TULSA -- School districts in Green Country are working to fill their open teacher positions with just a month left until the beginning of the school year.
"We have been trying to attract some teachers from as far away as Florida, so we are trying to expand our outreach," Coy Nesbitt, director of school talent services for Tulsa Public Schools, said.
Back in mid-June, Tulsa Public Schools had 151 positions to fill, after already filling 188 this year. They are now down to just 91 open spots.
Broken Arrow Public Schools had 108 vacancies and now they are left with 50.
Union went from 65 openings in June to 27 as of this week.
Jenks had 25 openings and now it is just 18.
"The goal is to make sure we have a teacher in each of those classrooms before the first day of school," Nesbitt said.

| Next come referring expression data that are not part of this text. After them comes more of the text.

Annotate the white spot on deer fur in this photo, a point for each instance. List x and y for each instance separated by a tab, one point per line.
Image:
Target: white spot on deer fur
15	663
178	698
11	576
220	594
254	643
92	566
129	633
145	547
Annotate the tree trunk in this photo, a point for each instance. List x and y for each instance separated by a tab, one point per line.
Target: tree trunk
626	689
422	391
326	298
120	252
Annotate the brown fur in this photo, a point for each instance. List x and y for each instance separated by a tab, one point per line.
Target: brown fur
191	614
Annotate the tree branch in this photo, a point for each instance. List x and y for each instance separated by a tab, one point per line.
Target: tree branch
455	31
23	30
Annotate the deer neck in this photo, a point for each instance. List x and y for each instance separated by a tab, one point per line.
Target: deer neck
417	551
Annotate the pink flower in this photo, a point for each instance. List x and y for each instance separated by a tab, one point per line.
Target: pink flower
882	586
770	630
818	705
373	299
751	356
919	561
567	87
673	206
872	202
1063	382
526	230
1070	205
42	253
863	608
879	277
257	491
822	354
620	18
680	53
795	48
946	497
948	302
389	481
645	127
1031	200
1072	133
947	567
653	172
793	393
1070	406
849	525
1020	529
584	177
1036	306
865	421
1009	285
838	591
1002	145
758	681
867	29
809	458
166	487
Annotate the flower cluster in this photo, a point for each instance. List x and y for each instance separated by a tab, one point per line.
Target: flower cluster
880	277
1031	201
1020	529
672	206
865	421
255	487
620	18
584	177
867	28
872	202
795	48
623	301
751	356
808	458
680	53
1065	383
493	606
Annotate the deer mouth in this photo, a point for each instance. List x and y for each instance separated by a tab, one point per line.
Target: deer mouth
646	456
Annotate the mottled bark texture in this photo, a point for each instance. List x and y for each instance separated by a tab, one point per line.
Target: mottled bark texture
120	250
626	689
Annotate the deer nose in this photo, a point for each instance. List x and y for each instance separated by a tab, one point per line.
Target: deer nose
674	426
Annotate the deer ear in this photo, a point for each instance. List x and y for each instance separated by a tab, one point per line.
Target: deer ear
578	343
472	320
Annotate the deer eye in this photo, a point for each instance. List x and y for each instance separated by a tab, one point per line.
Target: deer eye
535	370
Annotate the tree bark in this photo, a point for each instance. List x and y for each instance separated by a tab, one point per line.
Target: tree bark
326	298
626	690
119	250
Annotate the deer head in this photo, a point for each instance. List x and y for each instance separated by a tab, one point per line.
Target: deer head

Several of the districts said they are most in need of special education, science and math teachers.
TPS prioritized those jobs earlier in the school year because they know they are hardest to fill.
They have started recruiting lawyers and engineers to teach math and science. It is part of a new program this year. TPS is trying to make it easier for people to transition into teaching from other professions.
"Core members will be trained in classroom management, instructional practices this summer," Nesbitt said. "They are about done with their training. That has really been a benefit for us."
TPS is having a career expo on July 28. It will be at Carver Middle School, Memorial High School, Clinton West Elementary and East Central Junior High.
People who show up will be able to meet the principals and interview for jobs on the spot. Nesbitt said they will offer jobs to people at the expo. He said it is their best recruiting tool.
Colleges, like OSU and NSU, are trying to encourage students to pursue jobs as math, science and special education teachers.
In 2014, OSU started the OSUTeach program. It allows math and science majors to try out teaching. They are given $125 after they finish two recruitment classes, so there is no financial commitment.
NSU has a grant that helps recruit students into areas that schools are seeing a shortage in.
They said about 12-percent of their education college graduate as special education, math and science teachers. That does not include people who graduate in education and take the certification test in one of those areas.